作者はちょうど葬儀に出てきたところ。参列者と一緒に故人を偲びつつ、一杯やっている風景かもしれない。かしこまった顔つきで弔辞を読み上げた作者が今、公(おおやけ)から私(わたくし)に移るきっかけとして、皿から河豚刺しを引き剝がし、「形」を崩す。これから、故人の悪口話に花が咲くのかもしれない。
こうした人間くささを、硬軟緩急取り混ぜた文体で書きつける石田比呂志の世界。
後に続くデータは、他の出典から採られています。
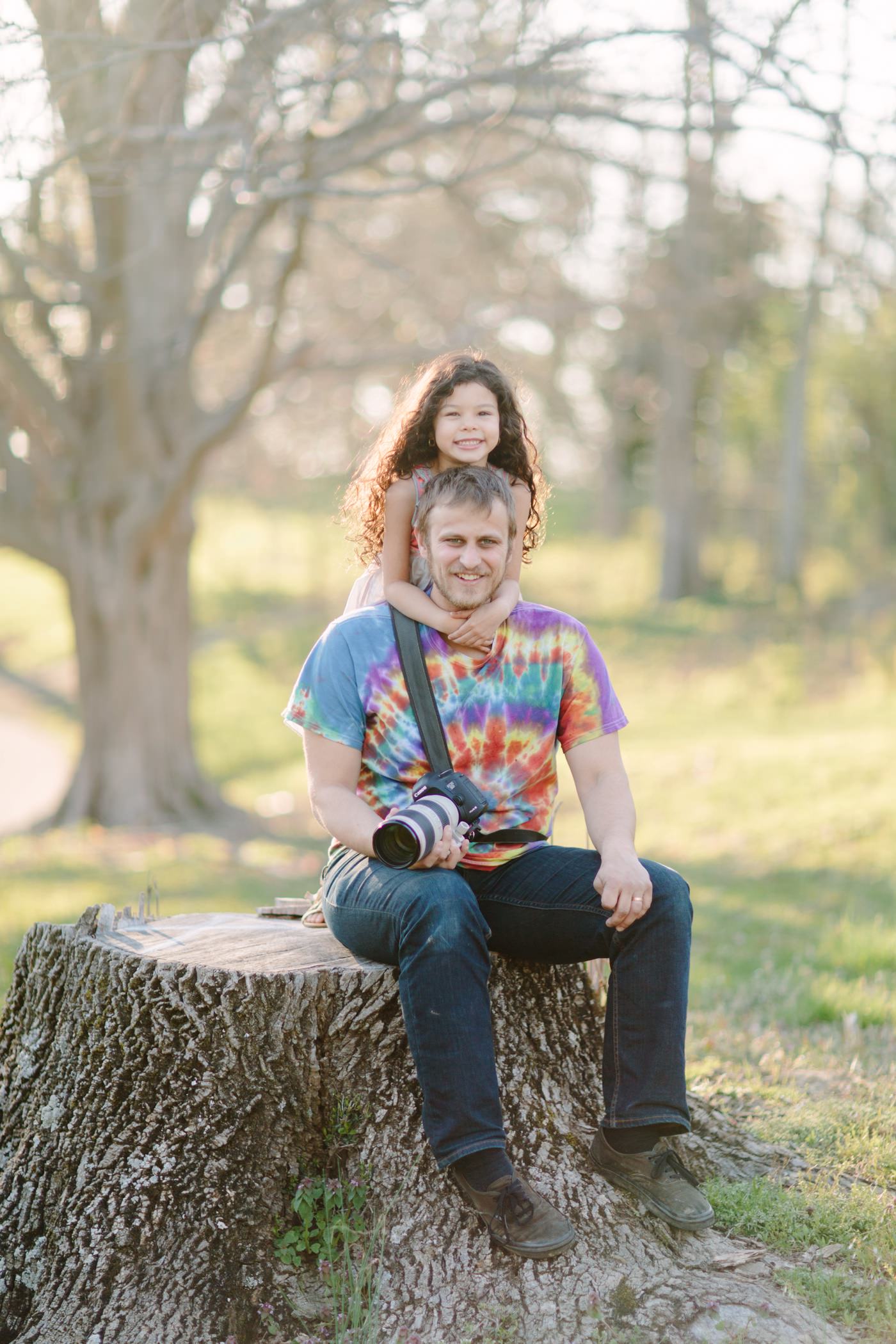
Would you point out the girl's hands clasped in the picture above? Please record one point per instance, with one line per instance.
(479, 628)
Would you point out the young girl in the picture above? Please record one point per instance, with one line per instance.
(458, 412)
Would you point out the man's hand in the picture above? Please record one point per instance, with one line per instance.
(445, 854)
(623, 888)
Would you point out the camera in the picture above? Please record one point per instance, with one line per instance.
(440, 800)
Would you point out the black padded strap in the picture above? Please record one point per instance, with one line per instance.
(515, 835)
(419, 690)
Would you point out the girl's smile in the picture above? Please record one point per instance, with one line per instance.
(467, 426)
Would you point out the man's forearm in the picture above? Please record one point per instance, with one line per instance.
(609, 812)
(346, 816)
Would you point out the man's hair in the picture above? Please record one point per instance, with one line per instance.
(474, 486)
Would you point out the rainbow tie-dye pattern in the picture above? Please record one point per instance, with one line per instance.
(545, 683)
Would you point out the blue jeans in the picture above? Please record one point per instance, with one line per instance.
(438, 926)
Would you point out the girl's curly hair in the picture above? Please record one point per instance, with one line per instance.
(406, 441)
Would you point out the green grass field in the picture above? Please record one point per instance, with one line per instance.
(762, 751)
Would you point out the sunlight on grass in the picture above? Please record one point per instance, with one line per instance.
(858, 1228)
(35, 625)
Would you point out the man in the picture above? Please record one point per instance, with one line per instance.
(504, 713)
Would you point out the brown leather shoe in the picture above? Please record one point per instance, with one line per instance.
(659, 1179)
(519, 1219)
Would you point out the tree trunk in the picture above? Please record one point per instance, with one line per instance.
(676, 477)
(132, 621)
(164, 1086)
(793, 474)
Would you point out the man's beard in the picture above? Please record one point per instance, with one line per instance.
(464, 602)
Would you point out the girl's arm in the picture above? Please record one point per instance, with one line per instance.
(481, 624)
(401, 499)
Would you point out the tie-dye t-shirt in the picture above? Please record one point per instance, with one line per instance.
(545, 683)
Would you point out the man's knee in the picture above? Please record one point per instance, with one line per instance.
(444, 910)
(671, 897)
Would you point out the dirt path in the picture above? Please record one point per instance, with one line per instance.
(35, 764)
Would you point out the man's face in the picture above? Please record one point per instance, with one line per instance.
(468, 554)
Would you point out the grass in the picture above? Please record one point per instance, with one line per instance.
(762, 750)
(854, 1229)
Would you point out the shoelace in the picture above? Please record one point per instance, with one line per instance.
(512, 1202)
(667, 1160)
無頼の輩と自称する石田だが、その歌の背景には、江戸俳諧や漢文学の深い素養に裏付けられた、文芸への確かな美意識がある。
居酒屋のいつもの席に慇懃に迎えの<火車>の来るのを待てり
こちらは己の死を思う一首。酔っぱらいながら地獄ゆきの「火車」のお迎えを待つという。齢八十なる不良少年、ここにあり。